- Location within the regional unit
- Koroneia Location within Greece
- Coordinates: 38°21′N 22°58′E﻿ / ﻿38.350°N 22.967°E
- Country: Greece
- Administrative region: Central Greece
- Regional unit: Boeotia
- Municipality: Livadeia

Area
- • Municipal unit: 190.535 km^{2} (73.566 sq mi)
- • Community: 32.178 km^{2} (12.424 sq mi)

Population (2021)
- • Municipal unit: 2,609
- • Municipal unit density: 13.69/km^{2} (35.46/sq mi)
- • Community: 277
- • Community density: 8.61/km^{2} (22.3/sq mi)
- Time zone: UTC+2 (EET)
- • Summer (DST): UTC+3 (EEST)
- Vehicle registration: ΒΙ

= Koroneia, Boeotia =

Koroneia (Κορώνεια, before 1915: Κουτουμουλάς - Koutoumoulas) is a village and a former municipality in Boeotia, Greece. Since the 2011 local government reform it is part of the municipality Livadeia, of which it is a municipal unit. The population of the municipal unit was 2,609 at the 2021 census.

==Geography==

The municipal unit Koroneia consists of the following communities: Agios Georgios (the seat of the former municipality), Agia Anna, Agia Triada, Alalkomenes and Koroneia. The community Koroneia consists of the villages Koroneia and Agia Paraskevi. The municipal unit has an area of 190.535 km^{2}, the community 32.178 km^{2}.

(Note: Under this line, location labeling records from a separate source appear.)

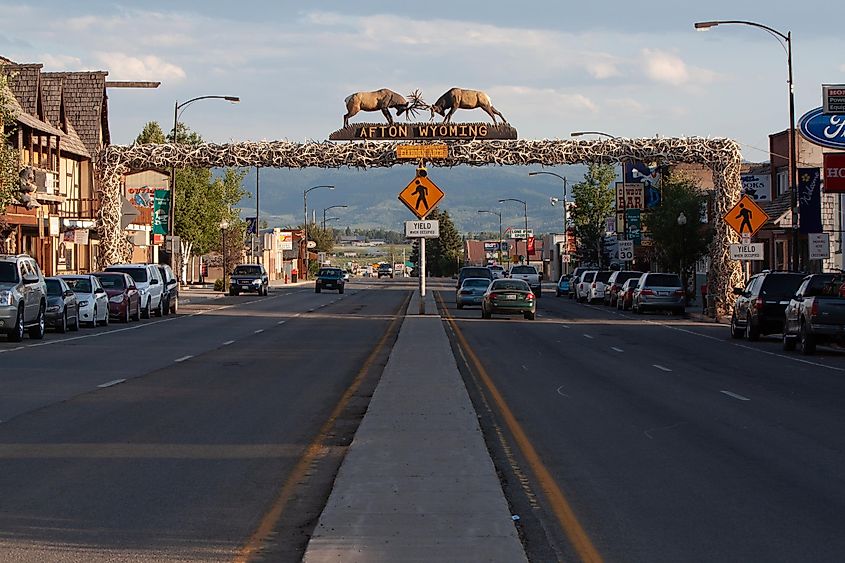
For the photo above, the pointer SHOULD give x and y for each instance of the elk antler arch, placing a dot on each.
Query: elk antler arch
(721, 155)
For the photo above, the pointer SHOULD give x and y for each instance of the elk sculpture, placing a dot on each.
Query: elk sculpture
(382, 100)
(458, 98)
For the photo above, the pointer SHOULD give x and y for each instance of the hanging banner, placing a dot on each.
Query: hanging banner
(161, 212)
(809, 200)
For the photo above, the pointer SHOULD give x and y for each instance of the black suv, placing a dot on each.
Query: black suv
(759, 307)
(329, 278)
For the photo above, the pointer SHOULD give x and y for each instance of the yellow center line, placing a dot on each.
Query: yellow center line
(314, 450)
(563, 510)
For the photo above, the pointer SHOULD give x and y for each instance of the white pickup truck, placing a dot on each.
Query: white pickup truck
(529, 275)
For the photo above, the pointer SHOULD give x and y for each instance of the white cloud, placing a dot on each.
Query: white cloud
(148, 67)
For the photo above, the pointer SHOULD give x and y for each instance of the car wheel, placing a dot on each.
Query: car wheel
(752, 333)
(808, 343)
(37, 332)
(16, 334)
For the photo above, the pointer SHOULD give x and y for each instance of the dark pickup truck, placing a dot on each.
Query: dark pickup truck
(816, 313)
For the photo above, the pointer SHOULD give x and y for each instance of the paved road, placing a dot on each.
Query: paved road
(663, 439)
(184, 438)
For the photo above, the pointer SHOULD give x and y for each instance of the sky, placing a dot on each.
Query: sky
(631, 69)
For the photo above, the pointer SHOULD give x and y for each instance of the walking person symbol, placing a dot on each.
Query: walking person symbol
(421, 191)
(745, 215)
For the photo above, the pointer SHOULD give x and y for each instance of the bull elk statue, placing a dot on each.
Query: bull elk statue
(458, 98)
(382, 100)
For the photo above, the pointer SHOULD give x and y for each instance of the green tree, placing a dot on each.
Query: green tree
(677, 247)
(594, 200)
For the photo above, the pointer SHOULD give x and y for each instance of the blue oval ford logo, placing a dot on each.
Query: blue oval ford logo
(824, 130)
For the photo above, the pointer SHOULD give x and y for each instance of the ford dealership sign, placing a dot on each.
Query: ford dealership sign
(824, 130)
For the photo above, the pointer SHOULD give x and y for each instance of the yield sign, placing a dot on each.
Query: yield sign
(420, 196)
(746, 217)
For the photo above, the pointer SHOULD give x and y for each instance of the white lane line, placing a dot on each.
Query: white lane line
(734, 395)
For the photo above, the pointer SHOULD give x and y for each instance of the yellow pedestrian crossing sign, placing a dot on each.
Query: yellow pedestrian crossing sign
(421, 195)
(746, 217)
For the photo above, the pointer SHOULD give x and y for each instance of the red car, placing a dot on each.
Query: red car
(124, 298)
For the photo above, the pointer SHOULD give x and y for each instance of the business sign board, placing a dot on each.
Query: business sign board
(834, 172)
(833, 98)
(757, 186)
(753, 251)
(819, 244)
(422, 229)
(827, 130)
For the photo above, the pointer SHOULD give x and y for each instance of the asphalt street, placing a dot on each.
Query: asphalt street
(666, 439)
(174, 438)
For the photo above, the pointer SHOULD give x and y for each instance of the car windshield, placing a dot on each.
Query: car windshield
(247, 271)
(518, 285)
(663, 280)
(8, 272)
(53, 287)
(138, 274)
(781, 286)
(79, 285)
(112, 282)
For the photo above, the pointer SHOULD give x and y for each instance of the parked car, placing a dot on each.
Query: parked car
(474, 272)
(582, 286)
(471, 292)
(171, 289)
(148, 281)
(249, 278)
(23, 297)
(614, 284)
(62, 306)
(329, 278)
(529, 275)
(625, 296)
(509, 296)
(124, 297)
(93, 301)
(659, 291)
(759, 307)
(563, 285)
(816, 313)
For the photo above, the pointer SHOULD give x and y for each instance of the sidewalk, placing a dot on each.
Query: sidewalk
(417, 483)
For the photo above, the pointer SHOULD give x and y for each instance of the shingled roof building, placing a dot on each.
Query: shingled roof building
(61, 121)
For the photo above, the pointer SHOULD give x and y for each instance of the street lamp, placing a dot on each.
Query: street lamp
(499, 215)
(331, 207)
(785, 41)
(525, 208)
(176, 107)
(305, 225)
(565, 235)
(224, 225)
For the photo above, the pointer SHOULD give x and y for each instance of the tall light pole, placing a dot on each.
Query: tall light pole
(525, 208)
(785, 41)
(499, 215)
(176, 107)
(565, 230)
(305, 225)
(331, 207)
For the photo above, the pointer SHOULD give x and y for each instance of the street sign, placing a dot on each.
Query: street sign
(753, 251)
(746, 217)
(819, 246)
(420, 196)
(422, 229)
(626, 250)
(422, 151)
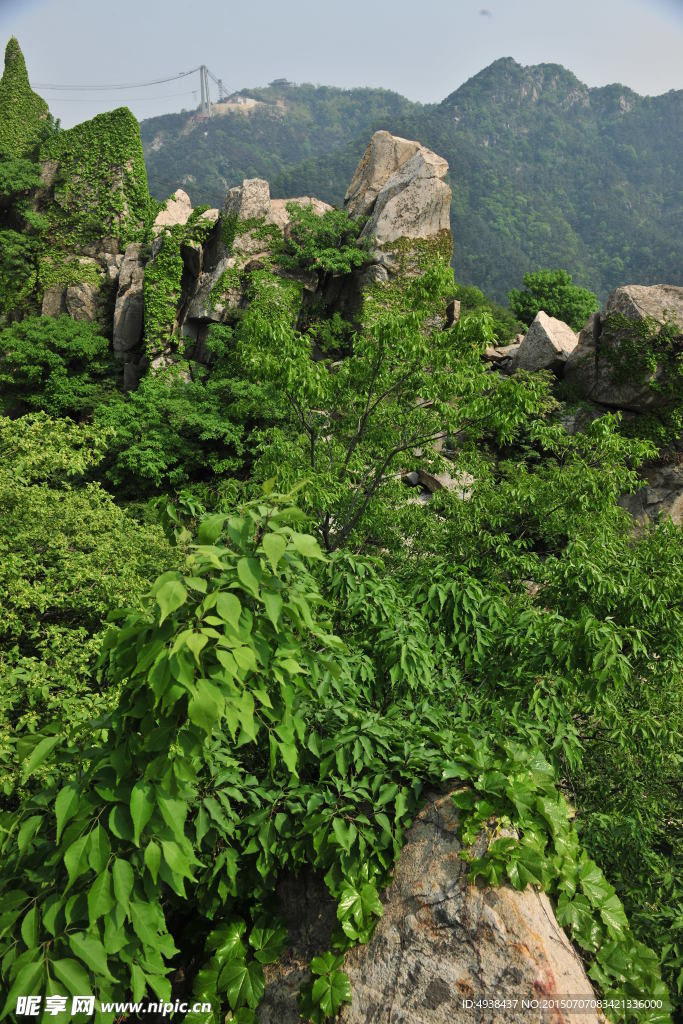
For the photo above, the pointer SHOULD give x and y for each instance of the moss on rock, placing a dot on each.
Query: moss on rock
(100, 185)
(23, 112)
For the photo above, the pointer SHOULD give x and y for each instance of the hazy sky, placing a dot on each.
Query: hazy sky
(421, 48)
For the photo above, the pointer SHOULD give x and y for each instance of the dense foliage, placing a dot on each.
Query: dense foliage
(263, 667)
(553, 292)
(545, 171)
(59, 366)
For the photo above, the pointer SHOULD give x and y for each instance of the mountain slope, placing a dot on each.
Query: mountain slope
(545, 171)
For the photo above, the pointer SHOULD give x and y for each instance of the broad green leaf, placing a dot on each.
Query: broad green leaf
(226, 941)
(153, 859)
(593, 882)
(100, 899)
(243, 983)
(210, 528)
(274, 546)
(307, 546)
(612, 913)
(249, 571)
(66, 806)
(90, 950)
(330, 991)
(229, 608)
(30, 928)
(176, 859)
(267, 942)
(171, 596)
(141, 807)
(27, 982)
(273, 606)
(99, 849)
(40, 752)
(28, 830)
(75, 859)
(205, 706)
(137, 981)
(123, 877)
(344, 834)
(73, 975)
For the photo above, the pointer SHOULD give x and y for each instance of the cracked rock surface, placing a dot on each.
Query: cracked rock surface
(441, 941)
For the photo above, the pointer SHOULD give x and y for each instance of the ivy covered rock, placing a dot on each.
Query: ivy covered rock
(399, 186)
(440, 941)
(23, 112)
(176, 210)
(629, 356)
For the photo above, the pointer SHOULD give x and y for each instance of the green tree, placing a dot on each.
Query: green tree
(553, 292)
(327, 244)
(174, 429)
(56, 365)
(68, 553)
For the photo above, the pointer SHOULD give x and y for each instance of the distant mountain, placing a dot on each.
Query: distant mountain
(545, 171)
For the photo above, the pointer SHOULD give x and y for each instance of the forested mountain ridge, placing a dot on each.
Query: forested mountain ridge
(310, 588)
(544, 170)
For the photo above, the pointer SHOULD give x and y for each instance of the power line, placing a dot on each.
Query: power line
(159, 95)
(204, 73)
(110, 88)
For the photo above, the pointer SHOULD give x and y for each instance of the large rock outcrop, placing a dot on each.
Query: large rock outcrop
(23, 112)
(440, 942)
(547, 345)
(177, 210)
(606, 366)
(399, 185)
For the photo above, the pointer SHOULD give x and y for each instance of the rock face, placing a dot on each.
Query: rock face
(547, 345)
(178, 210)
(502, 357)
(243, 236)
(662, 495)
(385, 155)
(129, 308)
(441, 941)
(398, 185)
(596, 368)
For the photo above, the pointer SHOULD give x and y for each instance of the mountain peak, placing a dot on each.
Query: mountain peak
(506, 81)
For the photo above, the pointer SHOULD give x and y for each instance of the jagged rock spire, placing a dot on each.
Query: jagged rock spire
(22, 110)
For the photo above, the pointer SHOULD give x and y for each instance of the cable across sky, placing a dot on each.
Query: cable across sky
(112, 87)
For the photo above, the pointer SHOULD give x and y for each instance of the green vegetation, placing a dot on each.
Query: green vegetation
(553, 292)
(545, 171)
(235, 645)
(60, 366)
(100, 188)
(23, 113)
(61, 192)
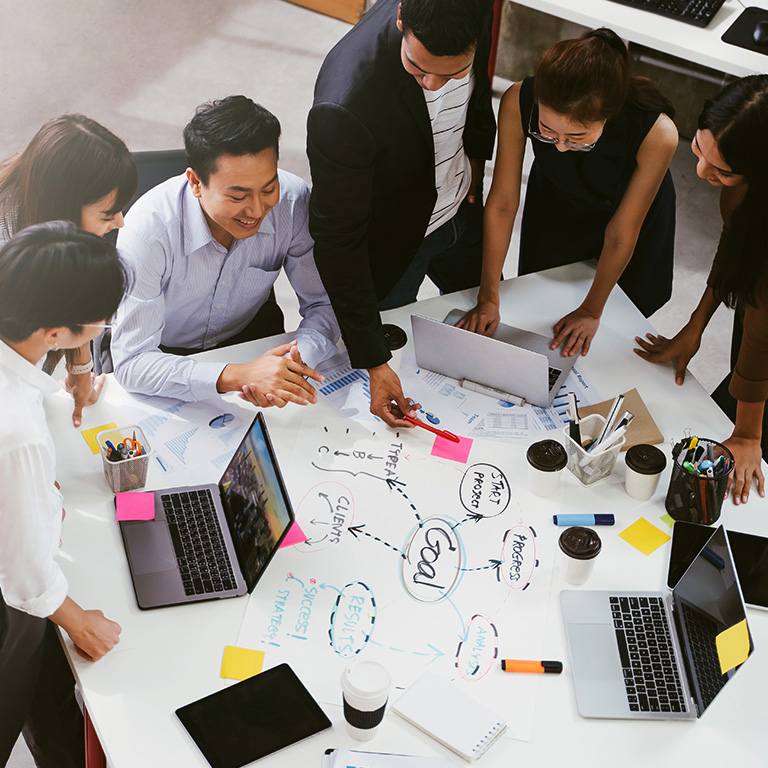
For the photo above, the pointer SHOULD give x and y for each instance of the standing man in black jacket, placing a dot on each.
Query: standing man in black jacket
(398, 136)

The village Koroneia is situated at the northern foot of the Helicon Mountains. It is 11 km southeast of Livadeia.

==Population history==

| Year | Population community | Population municipal unit |
|---|---|---|
| 1991 | 899 | - |
| 2001 | 597 | 4,625 |
| 2011 | 386 | 3,170 |
| 2021 | 277 | 2,609 |

==History==

Koroneia was named after the ancient town Coronea or Coroneia (Κορώνεια). According to tradition, the ancient town was founded by Coronus, son of Thersander and brother of Haliartus. It was also said to have been founded by Boeotians from the town Arne in Thessaly.

In the Battle of Coronea (447 BC), Athenian forces under Tolmides were defeated by the Boeotians.

In the Battle of Coronea (394 BC) a force of Spartans and their allies under King Agesilaus II — Xenophon being with him — defeated a force of Thebans and Argives.

In the Third Sacred War (356 BC–346 BC) Coronea was twice taken by the Phocians under Onomarchus. Pausanias, who travelled through the area in the second century AD, found an altar of Hermes Epimelius and an altar to the winds in the market place of Coronea. A little lower down was a sanctuary of Hera.

The only historically identifiable bishops of Coronea are Agathocles, who took part in the Council of Ephesus in 431 BC, and Aphobius, who was a signatory of the joint letter sent by the bishops of the Roman province to which Coronea belonged to Byzantine Emperor Leo I the Thracian in 458 BC concerning the killing of Proterius of Alexandra. No longer a residential bishopric, Coronea is today listed by the Catholic Church as a titular see.

The village Koutoumoulas was first mentioned in 1756. After the Greek War of Independence, the village was the seat of a short-lived (1835-1840) municipality Koroneia. Between 1840 and 1912 it was the seat of the municipality Petra. In 1912, Koutoumoulas became an independent community, which was renamed to Koroneia in 1915. This community became part of the larger municipality Koroneia in 1997, which became part of the municipality of Livadeia in 2010.